Его лицо перекосилось от сложного коктейля эмоций. Ярость вспыхнула вновь, как огонь, питаемый кислородом, но тут же была подавлена. Злость на меня, на себя, на весь этот хаос, в котором мы оба крутились, переплелась с болезненной благодарностью за то, что я спасла его в последний момент. Между нами полыхали вспышки эмоций, как молнии в разразившейся грозе: растерянность, злость, ненависть, но и что-то почти похожее на уязвимость.
Кирилл сжал зубы, дернул уголком губ, будто хотел что-то сказать, но так и не произнес ни слова. В конце концов, он опустил глаза к докладу, отгородившись от меня стеной тщательно собранного хладнокровия, хотя я видела, как напряжены мышцы его шеи, как побелели костяшки пальцев, сжимавших папку.
Я отступила на шаг, чувствуя, как сердце все еще бешено колотится в груди, и быстро вышла из зала, не уверенная, что сама сейчас в состоянии держать себя в руках.
Подошла к окну в коридоре, глядя на весенний теплый день снаружи. Суета улицы всегда успокаивала меня, и на этот раз я чувствовала, как спадает напряжение.
«Ты моя должница» — быстро написала Лене сообщение и тотчас получила поднятый к верху палец, сообщающий, что она меня поняла.
— Привет, — услышала спокойный, холодный голос справа от себя.
Повернула голову, ничуть не удивившись присутствию Илоны рядом, и встретила ее ледяной взгляд. Она стояла неподалеку, облокотившись на стену, ее руки были скрещены на груди. Взгляд — острый и пронизывающий, как игла.

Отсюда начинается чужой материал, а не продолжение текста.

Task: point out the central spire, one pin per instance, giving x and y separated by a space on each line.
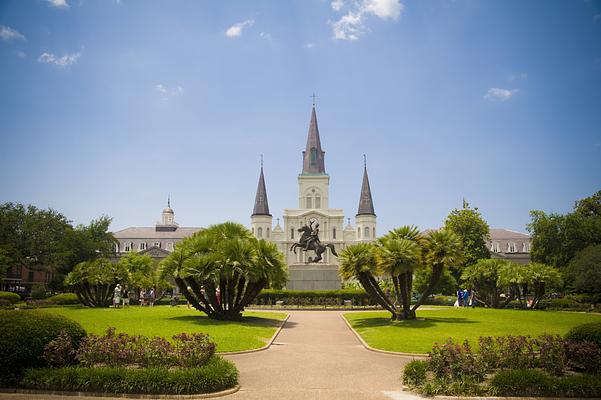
313 156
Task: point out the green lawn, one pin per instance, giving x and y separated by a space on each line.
418 336
252 333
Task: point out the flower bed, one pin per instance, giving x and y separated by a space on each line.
509 366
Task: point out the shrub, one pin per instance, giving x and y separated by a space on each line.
532 382
9 297
23 336
451 361
119 350
590 332
63 299
414 373
218 374
583 356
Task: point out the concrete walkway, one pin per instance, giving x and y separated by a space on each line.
316 356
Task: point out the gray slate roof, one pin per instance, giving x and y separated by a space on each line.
366 204
135 232
261 203
313 156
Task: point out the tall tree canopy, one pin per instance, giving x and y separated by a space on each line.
473 231
220 270
557 238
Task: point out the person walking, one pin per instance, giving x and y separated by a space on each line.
117 296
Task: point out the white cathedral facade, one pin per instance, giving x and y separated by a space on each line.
313 205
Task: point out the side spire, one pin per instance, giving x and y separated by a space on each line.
261 203
366 204
313 156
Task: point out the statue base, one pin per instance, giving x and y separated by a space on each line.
316 276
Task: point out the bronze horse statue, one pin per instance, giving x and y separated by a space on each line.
310 241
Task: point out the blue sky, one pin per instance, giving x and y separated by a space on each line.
106 107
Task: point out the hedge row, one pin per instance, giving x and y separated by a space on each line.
218 374
532 382
23 335
313 297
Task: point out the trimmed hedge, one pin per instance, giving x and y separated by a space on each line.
218 374
590 332
9 297
532 382
314 297
63 299
23 335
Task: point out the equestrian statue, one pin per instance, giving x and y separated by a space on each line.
309 240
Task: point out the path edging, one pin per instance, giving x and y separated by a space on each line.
124 395
268 345
368 347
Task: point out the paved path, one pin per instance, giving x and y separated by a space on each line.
316 356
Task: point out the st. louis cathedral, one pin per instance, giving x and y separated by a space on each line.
313 211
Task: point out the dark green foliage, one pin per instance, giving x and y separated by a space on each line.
218 374
9 297
590 332
63 299
314 297
414 373
584 270
532 382
23 335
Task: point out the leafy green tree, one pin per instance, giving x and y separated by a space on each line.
584 270
447 285
474 232
94 281
557 238
398 255
32 237
225 257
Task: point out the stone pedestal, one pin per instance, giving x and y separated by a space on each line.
313 277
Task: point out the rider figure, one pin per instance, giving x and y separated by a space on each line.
314 237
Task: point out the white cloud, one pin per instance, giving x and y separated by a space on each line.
7 34
352 25
337 5
235 30
64 61
499 94
167 92
59 3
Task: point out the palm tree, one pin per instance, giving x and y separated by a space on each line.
221 269
442 249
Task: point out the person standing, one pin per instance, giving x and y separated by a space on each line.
117 296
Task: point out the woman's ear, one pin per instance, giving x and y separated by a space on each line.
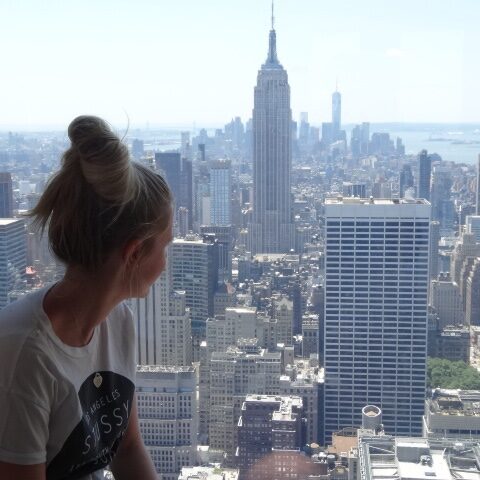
131 251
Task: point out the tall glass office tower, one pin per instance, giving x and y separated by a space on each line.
376 311
220 193
272 229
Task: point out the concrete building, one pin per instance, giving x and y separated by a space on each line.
451 343
336 115
164 332
223 236
283 313
464 247
310 335
177 170
6 195
472 295
194 270
208 473
272 229
452 414
424 175
447 301
477 203
307 382
13 258
434 252
375 311
472 225
384 456
245 369
269 425
167 412
220 193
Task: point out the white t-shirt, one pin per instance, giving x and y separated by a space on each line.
64 406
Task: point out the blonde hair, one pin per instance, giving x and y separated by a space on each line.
99 199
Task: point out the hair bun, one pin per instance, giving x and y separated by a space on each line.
103 158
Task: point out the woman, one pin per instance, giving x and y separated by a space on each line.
67 354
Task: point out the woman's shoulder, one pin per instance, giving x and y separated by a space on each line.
22 351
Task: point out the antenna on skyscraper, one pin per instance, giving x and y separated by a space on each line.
273 18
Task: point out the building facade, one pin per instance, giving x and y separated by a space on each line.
220 193
272 229
6 195
375 311
13 257
167 412
163 324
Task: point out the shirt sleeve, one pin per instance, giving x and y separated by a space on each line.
23 429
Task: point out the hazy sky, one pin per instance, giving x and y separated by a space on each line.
186 62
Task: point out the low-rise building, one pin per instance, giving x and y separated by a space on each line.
452 413
383 456
167 412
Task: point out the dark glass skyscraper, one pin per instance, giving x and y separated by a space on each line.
376 284
6 195
178 174
424 174
272 229
336 114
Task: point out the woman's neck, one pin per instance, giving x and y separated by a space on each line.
79 302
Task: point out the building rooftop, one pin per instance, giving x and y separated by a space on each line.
163 369
340 200
455 402
383 457
9 221
208 473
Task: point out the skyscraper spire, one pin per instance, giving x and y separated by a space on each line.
272 46
273 18
272 229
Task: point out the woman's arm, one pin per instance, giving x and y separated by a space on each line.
132 460
10 471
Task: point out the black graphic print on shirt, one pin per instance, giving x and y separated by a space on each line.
106 400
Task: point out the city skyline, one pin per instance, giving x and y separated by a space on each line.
408 56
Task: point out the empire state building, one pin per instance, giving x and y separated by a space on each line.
272 229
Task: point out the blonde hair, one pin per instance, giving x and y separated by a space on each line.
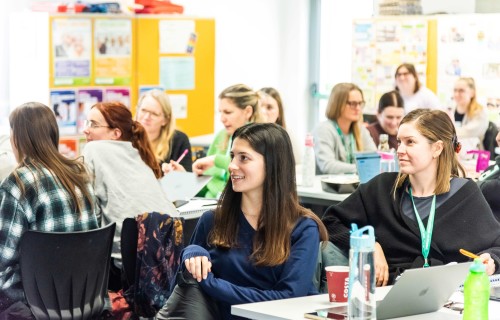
242 96
473 108
436 125
338 102
161 145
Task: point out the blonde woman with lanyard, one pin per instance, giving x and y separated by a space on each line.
425 213
238 105
336 139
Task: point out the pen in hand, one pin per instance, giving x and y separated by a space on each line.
182 156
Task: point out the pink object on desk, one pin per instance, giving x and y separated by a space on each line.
483 158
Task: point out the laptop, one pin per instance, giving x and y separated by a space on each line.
181 186
417 291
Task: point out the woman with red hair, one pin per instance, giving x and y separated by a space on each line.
125 170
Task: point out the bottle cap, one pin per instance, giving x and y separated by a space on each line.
477 266
361 240
309 140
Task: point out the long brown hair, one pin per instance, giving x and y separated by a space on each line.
338 102
436 125
280 210
118 116
161 145
36 138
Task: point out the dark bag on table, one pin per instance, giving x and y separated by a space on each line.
188 301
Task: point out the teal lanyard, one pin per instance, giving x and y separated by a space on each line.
425 233
349 150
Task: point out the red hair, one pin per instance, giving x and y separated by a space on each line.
119 117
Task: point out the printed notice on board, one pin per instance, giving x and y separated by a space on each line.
63 104
177 73
118 94
176 35
71 51
112 51
179 105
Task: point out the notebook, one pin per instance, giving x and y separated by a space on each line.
181 186
417 291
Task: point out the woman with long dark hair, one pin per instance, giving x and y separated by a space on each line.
46 192
259 244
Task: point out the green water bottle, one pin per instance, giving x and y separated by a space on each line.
476 292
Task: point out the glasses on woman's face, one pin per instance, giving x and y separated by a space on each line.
152 114
89 124
355 104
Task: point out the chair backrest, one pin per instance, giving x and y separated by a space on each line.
489 141
129 249
65 274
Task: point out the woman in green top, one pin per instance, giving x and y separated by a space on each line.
238 105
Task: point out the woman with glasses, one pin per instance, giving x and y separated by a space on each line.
414 94
427 212
471 118
338 138
45 192
154 112
389 114
238 105
125 171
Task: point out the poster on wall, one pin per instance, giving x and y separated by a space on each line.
63 104
177 36
121 95
379 46
112 51
469 46
71 51
86 99
363 56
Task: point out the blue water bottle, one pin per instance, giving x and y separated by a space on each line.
361 299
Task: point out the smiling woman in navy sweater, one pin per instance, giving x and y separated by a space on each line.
259 244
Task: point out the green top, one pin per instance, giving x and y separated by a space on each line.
220 170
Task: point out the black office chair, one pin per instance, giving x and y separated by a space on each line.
65 274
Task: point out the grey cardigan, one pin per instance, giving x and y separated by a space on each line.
329 150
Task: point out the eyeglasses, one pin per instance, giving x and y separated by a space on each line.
356 104
455 306
92 125
152 114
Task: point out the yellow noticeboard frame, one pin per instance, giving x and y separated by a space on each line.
145 60
200 106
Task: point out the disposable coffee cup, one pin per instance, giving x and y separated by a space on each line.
337 278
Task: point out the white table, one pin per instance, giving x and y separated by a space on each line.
316 195
294 309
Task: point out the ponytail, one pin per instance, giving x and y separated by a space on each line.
119 116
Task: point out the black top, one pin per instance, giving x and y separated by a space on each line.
179 143
464 220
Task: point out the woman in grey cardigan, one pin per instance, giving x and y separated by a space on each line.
336 139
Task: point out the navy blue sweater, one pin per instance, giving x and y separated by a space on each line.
235 279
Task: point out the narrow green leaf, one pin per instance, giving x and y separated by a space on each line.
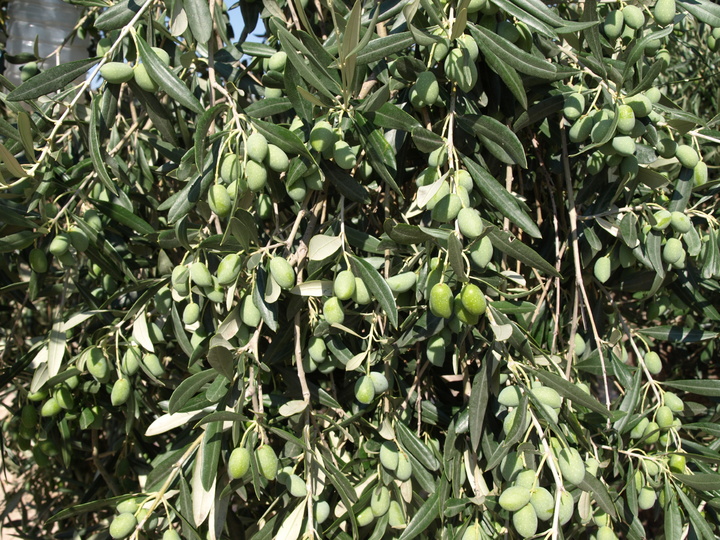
51 79
568 390
479 397
701 387
268 107
510 245
699 523
118 15
422 519
678 334
95 148
198 15
500 198
281 137
416 447
168 81
511 54
455 250
700 481
390 116
211 454
346 184
377 286
599 492
123 216
201 129
491 129
383 47
188 388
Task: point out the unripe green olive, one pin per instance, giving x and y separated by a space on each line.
317 349
664 12
510 396
267 461
120 392
229 269
277 159
343 155
282 272
219 200
672 251
525 521
116 72
380 382
191 313
687 156
344 285
674 402
633 17
571 465
396 518
447 208
249 313
122 525
402 282
153 365
470 223
514 498
441 300
364 390
613 25
646 498
481 252
255 175
38 261
256 147
322 511
322 136
664 417
97 364
677 463
543 502
380 501
404 468
200 274
602 269
426 90
580 130
574 106
389 455
144 80
333 310
473 300
700 173
639 430
651 433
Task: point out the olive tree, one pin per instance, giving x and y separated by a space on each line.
406 269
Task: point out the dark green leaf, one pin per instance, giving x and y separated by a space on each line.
422 519
500 198
500 134
198 15
568 390
51 79
701 387
377 286
678 334
416 447
123 216
188 388
384 47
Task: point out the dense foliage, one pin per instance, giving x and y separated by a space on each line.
426 269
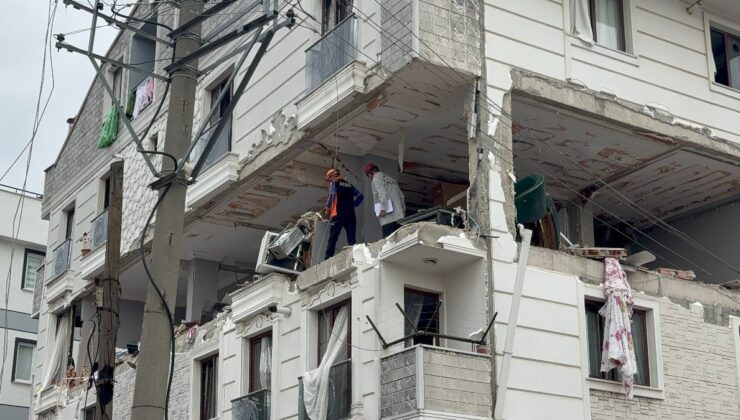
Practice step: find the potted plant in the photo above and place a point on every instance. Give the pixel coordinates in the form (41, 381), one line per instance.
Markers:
(85, 245)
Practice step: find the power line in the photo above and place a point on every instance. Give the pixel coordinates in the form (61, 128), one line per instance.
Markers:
(18, 216)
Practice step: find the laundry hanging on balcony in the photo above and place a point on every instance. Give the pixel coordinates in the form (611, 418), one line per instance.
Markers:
(59, 353)
(316, 382)
(618, 349)
(110, 128)
(144, 96)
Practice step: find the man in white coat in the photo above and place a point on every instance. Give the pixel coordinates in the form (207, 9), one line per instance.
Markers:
(388, 200)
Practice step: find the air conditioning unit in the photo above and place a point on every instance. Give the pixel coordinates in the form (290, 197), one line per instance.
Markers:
(267, 263)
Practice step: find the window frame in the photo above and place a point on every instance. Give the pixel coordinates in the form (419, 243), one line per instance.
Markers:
(334, 312)
(725, 26)
(25, 267)
(23, 341)
(438, 296)
(348, 6)
(651, 307)
(214, 358)
(622, 24)
(252, 361)
(594, 305)
(726, 35)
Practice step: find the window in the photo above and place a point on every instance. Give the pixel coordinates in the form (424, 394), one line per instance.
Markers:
(595, 325)
(326, 323)
(117, 79)
(422, 308)
(260, 362)
(340, 375)
(69, 217)
(31, 262)
(726, 54)
(23, 360)
(208, 387)
(607, 23)
(333, 12)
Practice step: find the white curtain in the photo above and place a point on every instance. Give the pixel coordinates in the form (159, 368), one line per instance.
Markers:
(413, 305)
(58, 359)
(265, 362)
(580, 17)
(609, 23)
(316, 382)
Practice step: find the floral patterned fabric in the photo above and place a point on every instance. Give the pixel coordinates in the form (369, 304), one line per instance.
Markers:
(618, 349)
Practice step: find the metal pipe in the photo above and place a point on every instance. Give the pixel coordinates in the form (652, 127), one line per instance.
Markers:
(521, 271)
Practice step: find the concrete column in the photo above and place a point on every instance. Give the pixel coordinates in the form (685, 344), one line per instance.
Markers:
(88, 334)
(202, 287)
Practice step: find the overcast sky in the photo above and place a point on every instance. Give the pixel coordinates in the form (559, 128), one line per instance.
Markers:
(22, 28)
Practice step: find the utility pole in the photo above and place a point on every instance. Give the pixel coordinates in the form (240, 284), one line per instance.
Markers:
(152, 365)
(107, 291)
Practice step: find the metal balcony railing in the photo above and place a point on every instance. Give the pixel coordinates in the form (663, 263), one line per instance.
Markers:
(340, 393)
(38, 291)
(254, 406)
(61, 257)
(99, 230)
(331, 53)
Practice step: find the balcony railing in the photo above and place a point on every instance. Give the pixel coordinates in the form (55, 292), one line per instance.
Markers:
(61, 257)
(38, 291)
(99, 230)
(254, 406)
(331, 53)
(340, 393)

— Илона, — протянула мне руку.
— Агата, — я не стала портить игры. — Пришла поблагодарить?
— И это тоже, — едва заметно улыбнулась она, но глаза оставались ледяными. — И познакомиться.
— Мило, — я глаз не опускала. — Сейчас поблагодаришь еще больше: у вас в штабе — крыса.
— Знаю, — чуть помедлив, кивнула она. — И я найду ее. Но спасибо за предубеждение.
Несколько мгновений мы стояли рядом, но молчали, почти в одинаковых позах глядя за тонкое стекло окна.
— Ты тонко сыграла, — похвалила она меня. — Красиво поджарила хвосты.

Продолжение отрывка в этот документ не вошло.